Sunday, March 3, 2013

Day 36, March 3

After crossing the mountains, the expedition decided to split into two groups, wanting to explore different river valleys.  William Clark's group, including York, went down the Yellowstone River until it joined the Missouri.  Clark drew maps and named features of the landscape after members of the group.  A river that flowed into the Yellowstone was named for York.   In 1805, Clark had named a cluster of ilsands in the Missouri "York's Eight Islands."

The two groups reunited on the Missouri on August 12, 1806.  The party depended heavily on York's ability to hunt for food, such as elk and bison. 

The Corps of Discovery had been gone for twenty-eight months.  When they met trading boats heading upriver, they discovered that nearly everyone had given them up for dead.  Crowds greeted the explorers when they reached St. Louis on September 23, 1806.

Dinner parties were held to celebrate the expedition's return in St. Louis, Washington, DC, and other cities.  Everyone praised Lewis and Clark, but all members of the group, including York the slave, were hailed as national heroes.
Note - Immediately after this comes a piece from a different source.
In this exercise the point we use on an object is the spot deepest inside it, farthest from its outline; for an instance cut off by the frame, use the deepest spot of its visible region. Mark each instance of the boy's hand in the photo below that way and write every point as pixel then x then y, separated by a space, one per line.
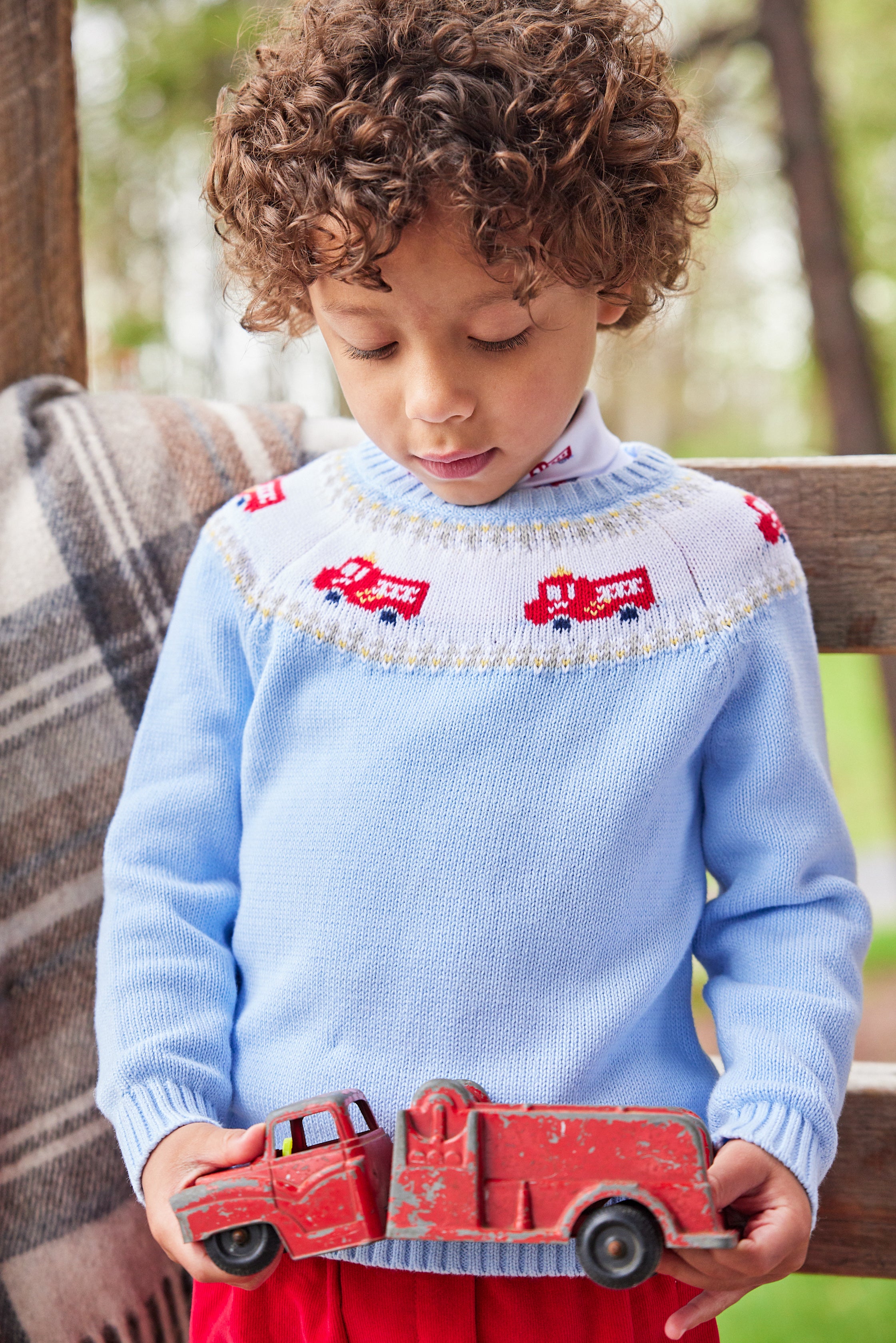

  1. Next time we're in Yellowstone, I want to look for York's river!

  2. We used to travel to Montana on vacation and crossed the Yellowstone River on our way up to the northern part of the state. The Missouri River is dammed at Fort Peck creating a huge resevoir, Fort Peck Resevoir near Glasgow, MT. It is the largest hydraulically filled dam in the United States. Very impressive.